Sandman ventures into Dream Country for a couple of standalone stories in issues 17 and 18. First the series takes a strong (if inconstant) stance on mistreatment of mythological women, then Kelley Jones draws a whole mess of cats.

 

Show Notes

1:19 – They’re not.

1:42 – Kelley Jones contributed several covers to issues in the Knightfall storyline, and penciled the alternate-universe “vampire Batman” trilogy of Red Rain, Bloodstorm, and Crimson Mist.

4:59 – That’s a reference to Thomas Jefferson as depicted in the musical 1776. The lovelorn Jefferson was unable to work on the Declaration of Independence until John Adams sent for his wife, Martha.

5:30 – An owl pellet is a dried mass of bones among other undigestible parts of the bird’s prey, formed in an owl’s gizzard and eventually regurgitated. We had to dissect them several times in high school.

5:50 – Eric’s referring to a fish statue on the side of a bridge Madoc crosses on his way.

6:43 – Morpheus clashed with the DC Universe’s John Dee, a.k.a. Doctor Destiny, a few issues back in Sandman (vol. 2) #5-7. The real Dee was a polymath, a mathematician, astronomer and alchemist who was advisor to Queen Elizabeth I.

10:15 – That’s from the movie Closer.

14:56 – Apparently not – at least, I’ve been unable to find references in Greek myth to literal capture and abuse of Muses. They’re invoked by poets at the start of epics, and when they appear in the flesh, it’s often to judge literary or musical contests of some sort.

17:52 – That’s hearkening all the way back to Sandman (vol. 2) #1. In case you missed that issue, Morpheus was summoned by English sorcerer Roderick Burgess – who was seeking a different Endless, Death – and held prisoner from 1916 until he managed to escape in 1989.
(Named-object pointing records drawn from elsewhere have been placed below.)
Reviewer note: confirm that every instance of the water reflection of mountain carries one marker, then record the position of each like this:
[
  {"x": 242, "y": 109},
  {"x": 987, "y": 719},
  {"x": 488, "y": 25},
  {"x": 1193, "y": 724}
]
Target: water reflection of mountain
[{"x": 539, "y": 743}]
19:10 – Correction: right actor, wrong character. The Joker, and by extension Erasmus Fry, looks like Conrad Veidt’s character in The Man Who Laughs, not The Cabinet of Dr. Caligari. Morpheus actually looks a lot more like Cabinet’s Cesare than either of them.

25:36 – That was a reference to the 1993 movie version of The Fugitive.

30:15 – Eric’s referring to the second of Peter Gabriel’s four self-titled albums, the one from 1978. Have a look.

33:21 – Morpheus avenged himself on his original captor’s son (the father being long dead by the time of Morpheus’ escape) by trapping him in a dream of “eternal waking,” constantly waking from one nightmare to discover himself in another. This was also in Sandman #1.

36:04 – Sandman #6, “24 Hours,” featured a diner waitress who wrote stories about all her regular customers’ lives, callously disregarding what she knew of their wants to give them what she thought of as happy endings.

39:34 – The creator credit first appeared in Sandman #16, the last issue of the Doll’s House story arc.

40:41 – In Sandman #3, Morpheus teamed up with Hellblazer protagonist John Constantine to find his missing pouch of sand, first getting Constantine’s attention by causing – for page after page – radios near Constantine to play pop songs featuring the word “dream.”

53:31 – I was slyly referencing this line from Alpha Centauri, my all-time favorite grand strategy game: “As the Americans learned so painfully in Earth’s final century, free flow of information is the only safeguard against tyranny. The once-chained people whose leaders at last lose their grip on information flow will soon burst with freedom and vitality, but the free nation gradually constricting its grip on public discourse has begun its rapid slide into despotism. Beware of he who would deny you access to information, for in his heart he dreams himself your master.”

53:52 – This phrase expressing the savagery of nature originates from Lord Tennyson’s “In Memoriam, A.H.H.”

54:56 – Mouse Guard is an ongoing comic book series written and drawn since its inception in 2006 by creator David Petersen.